It was only a week after the presidential tweet that made the Squad famous—telling the four freshman representatives, all women of color, to “go back” to the places “from which they came”—and Massachusetts Rep. Ayanna Pressley had broken from the group in an actual vote.
The matter in question was a resolution opposing a Palestinian-led movement to boycott Israel. The measure passed the House overwhelmingly on July 23. Among the 17 “no” votes were three members of the Squad: Reps. Alexandria Ocasio-Cortez, Ilhan Omar and Rashida Tlaib. Pressley, the fourth, voted “yes.”
The social-media reaction was swift and loud, a mix of gratitude and vitriol. But this time the fury came, not from the right, but from the left. “The squad is three now,” someone wrote on Twitter, and much of the anger directed at Pressley followed that logic: a sense of betrayal marbled with surprise, as in, how could you not be exactly what we thought you were?

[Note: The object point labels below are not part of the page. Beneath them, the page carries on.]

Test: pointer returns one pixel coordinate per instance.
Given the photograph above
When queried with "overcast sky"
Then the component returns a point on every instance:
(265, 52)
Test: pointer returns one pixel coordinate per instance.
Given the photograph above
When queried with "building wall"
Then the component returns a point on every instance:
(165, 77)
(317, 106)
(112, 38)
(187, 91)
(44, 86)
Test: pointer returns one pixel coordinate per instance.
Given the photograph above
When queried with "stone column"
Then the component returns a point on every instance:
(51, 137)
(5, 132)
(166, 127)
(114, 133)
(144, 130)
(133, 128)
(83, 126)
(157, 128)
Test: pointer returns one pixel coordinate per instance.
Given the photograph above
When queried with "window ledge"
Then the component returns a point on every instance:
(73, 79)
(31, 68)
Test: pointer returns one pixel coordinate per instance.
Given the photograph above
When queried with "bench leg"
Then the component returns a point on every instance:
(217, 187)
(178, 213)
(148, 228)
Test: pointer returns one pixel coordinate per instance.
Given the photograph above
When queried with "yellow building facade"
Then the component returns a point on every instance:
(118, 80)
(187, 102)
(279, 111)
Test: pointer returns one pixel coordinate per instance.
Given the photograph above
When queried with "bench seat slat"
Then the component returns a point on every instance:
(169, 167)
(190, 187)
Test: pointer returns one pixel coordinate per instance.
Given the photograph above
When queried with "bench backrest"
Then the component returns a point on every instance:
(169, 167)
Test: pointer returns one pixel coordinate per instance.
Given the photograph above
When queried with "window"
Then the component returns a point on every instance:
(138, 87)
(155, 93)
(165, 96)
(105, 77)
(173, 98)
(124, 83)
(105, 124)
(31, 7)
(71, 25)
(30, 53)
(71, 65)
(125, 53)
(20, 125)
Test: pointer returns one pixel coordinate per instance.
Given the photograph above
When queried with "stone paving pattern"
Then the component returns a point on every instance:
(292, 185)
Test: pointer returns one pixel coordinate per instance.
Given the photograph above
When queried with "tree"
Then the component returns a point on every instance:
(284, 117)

But in Boston, where Pressley has been a compelling political figure for a decade, constituents and longtime associates weren’t at all surprised by her vote. Pressley, 45, might be part of the Squad, and an unfailing public cheerleader for its participants, but in many ways she’s doesn’t fit the profile. While the Squad has made headlines for its forceful progressivism, Pressley has never quite matched the image of the brash outsider, pushing against the establishment with bare knuckles and take-no-prisoners rhetoric. Instead, her history in Boston—from her stints as a staffer for solidly mainstream Democrats to her eight years on the Boston City Council—has been a case study of pushing for change from within the system. At a time when fissures in the Democratic Party make national news, her approach in Boston City Hall actually points a way forward for Democrats who want to cast themselves as the party of change—and the party that gets things done.
For now, though, Pressley, who declined to comment for this story, finds herself navigating the expectations that come with being part of The Squad, and have actually dogged her since her high-profile election as Massachusetts’ first black woman in Congress. Everyone from Twitter to the Times of Israel has made mistaken assumptions about her, says Jeremy Burton, executive director of the Jewish Community Relations Council of Greater Boston, who lives in Pressley’s district and notes that Pressley’s Israel boycott vote was consistent with her campaign rhetoric. Most of those mistakes, Burton says, were “entirely based on what she represents as a woman of color, and who she’s working with and aligned with on a bunch of other issues, and not what she was actually saying.”